2. What is the time complexity of the hash set approach?

The hash set approach runs in O(n) time for building the set and O(range) time for checking numbers, giving overall O(n) time complexity.

3. What is the space complexity of the hash set approach?

The space complexity is O(n) for storing the hash set, which is efficient for the given constraints.

4. When would the boolean array approach be better?

The boolean array approach is better when the range between min and max is small, which is always true for this problem (max range = 100).

5. Can the array contain duplicate elements?

No, the problem states that the array consists of unique integers, so no duplicates exist.

6. What is the maximum possible range size?

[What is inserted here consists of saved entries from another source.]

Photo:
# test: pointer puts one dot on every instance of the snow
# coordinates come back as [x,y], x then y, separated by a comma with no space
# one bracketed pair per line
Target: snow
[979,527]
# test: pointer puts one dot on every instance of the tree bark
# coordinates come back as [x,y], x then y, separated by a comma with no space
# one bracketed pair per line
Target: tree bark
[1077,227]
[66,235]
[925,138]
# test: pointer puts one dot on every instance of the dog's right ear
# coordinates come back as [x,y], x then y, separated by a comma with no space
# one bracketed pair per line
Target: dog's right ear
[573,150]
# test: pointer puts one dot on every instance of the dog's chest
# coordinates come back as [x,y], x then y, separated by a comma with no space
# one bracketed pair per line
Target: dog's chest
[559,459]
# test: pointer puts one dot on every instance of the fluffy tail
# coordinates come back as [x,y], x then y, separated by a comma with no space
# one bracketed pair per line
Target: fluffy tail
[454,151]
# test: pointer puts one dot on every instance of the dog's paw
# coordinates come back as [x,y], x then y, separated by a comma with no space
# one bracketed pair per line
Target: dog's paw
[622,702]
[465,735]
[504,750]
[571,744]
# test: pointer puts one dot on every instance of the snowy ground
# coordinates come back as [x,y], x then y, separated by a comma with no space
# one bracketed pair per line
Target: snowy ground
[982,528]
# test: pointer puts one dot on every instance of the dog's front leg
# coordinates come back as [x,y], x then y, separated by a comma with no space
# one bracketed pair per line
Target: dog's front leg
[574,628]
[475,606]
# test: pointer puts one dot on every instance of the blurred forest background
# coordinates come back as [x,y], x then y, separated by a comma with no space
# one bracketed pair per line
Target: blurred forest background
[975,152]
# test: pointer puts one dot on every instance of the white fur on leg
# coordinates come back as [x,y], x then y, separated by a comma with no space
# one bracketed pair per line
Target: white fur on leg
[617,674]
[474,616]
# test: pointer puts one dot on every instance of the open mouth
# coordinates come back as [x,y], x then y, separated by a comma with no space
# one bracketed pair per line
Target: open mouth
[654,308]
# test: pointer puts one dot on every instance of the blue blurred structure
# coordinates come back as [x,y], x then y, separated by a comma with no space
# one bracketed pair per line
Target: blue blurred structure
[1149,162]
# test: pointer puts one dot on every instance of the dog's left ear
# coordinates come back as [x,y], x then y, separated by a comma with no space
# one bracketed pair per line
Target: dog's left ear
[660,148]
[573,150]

Since 1 ≤ nums[i] ≤ 100, the maximum range size is 100 (from 1 to 100).

7. How does the sorting approach handle consecutive numbers?

In the sorting approach, when numbers are consecutive, the expected pointer moves smoothly without adding any missing numbers to the result.

8. What happens if the array is already sorted?

All approaches work correctly regardless of the initial order. The sorting approach would still sort it, but this is efficient for small n.

9. Can this problem be solved in O(1) space?

The sorting approach uses O(1) extra space (excluding output), but modifies the input array. If we cannot modify the input, we need O(n) space.

10. What is the most efficient approach for large ranges?

For large ranges, the hash set approach is most efficient as it doesn't depend on the range size for space, only on the number of elements.